With knowledge being so fluid, he urged that our capacity to know more must be nurtured because it is far more important than putting our intellect in stasis by clinging to what we know today without the skills to continually build on it. To this end, he noted that content is the conduit for conversation and we must find ways to utilize this conduit in developing the capacity to know more.

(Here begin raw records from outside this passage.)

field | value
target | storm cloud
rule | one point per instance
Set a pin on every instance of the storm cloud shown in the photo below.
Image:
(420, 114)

Although I only heard 10, he said that there were 11 key elements comprising the nature of learning today with which the educational system is at odds. I'll list 9 of them here because the 10th was an ad for his blog:

  1. Anchoring (reduce mutiple stimuli and distractions, be disciplined in thought)
  2. Filtering (peer review)
  3. Connecting (connect to the right sources & info to keep us current; being personable and human with technology as well as with face-to-face interactions)
  4. Creating & deriving meaning (what does it mean to me and to what I'm doing?)
  5. Authenticating and validating information (how do we know it's true?)
  6. Critical and creative thinking skills (both in balance)
  7. Pattern recognition (how to move through it all to what is needed)
  8. Accepting uncertainty (are we prepared to accept a fuzzy truth instead of a simplistic falsehood?)
  9. Contextualizing (some people just promoting one's own perspective instead of listening to another's perspective; where was the person coming from when they generated their bit of information?)
He didn't say it in the list, but he earlier noted that we should seek diversity in our information. Not just the extremes, which he said comprise around 20% of the population and define the boundaries of a given subject's range, but the rest of the 80% who span the entire spectrum. Seeking diversity, rather than sticking to our echo chamber, helps us be informed individuals.

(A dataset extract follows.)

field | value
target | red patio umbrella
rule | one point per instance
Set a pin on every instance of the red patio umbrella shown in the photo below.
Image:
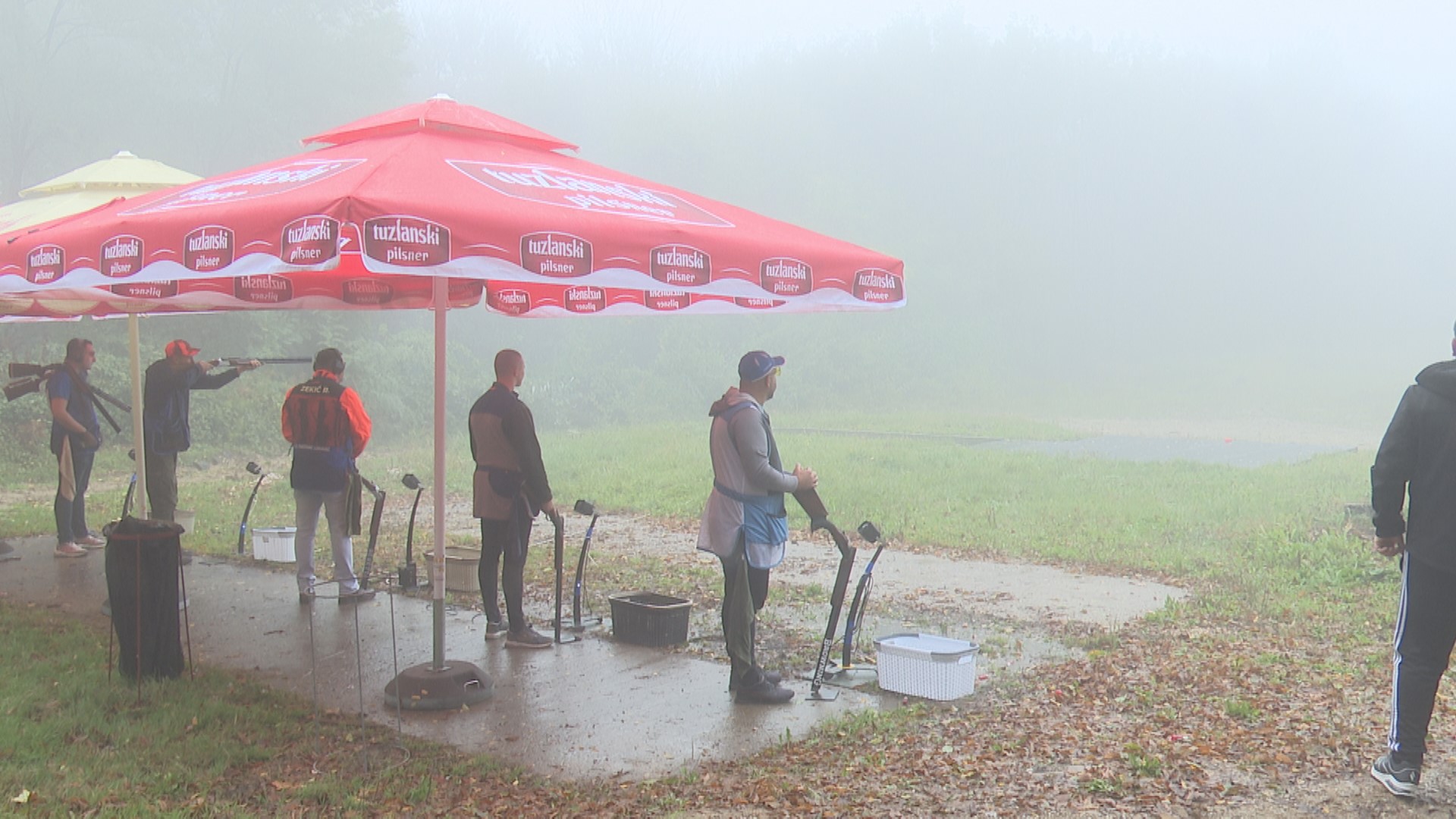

These all point to something else he said and which we discussed at length in the last class session: "The reverse of knowledge happens when we have too many choices... We know how to break knowledge apart... what we need now is to know how to bind it together... so that it's meaningful for us."

I think that what he's really saying is that people need to learn how to develop an intuition for finding relevant and contextual information in general, not just their knowledge domains. As knowledge is decentralized, we must be discriminating in what we choose to consume without confining ourselves to our own specific niche or opinion.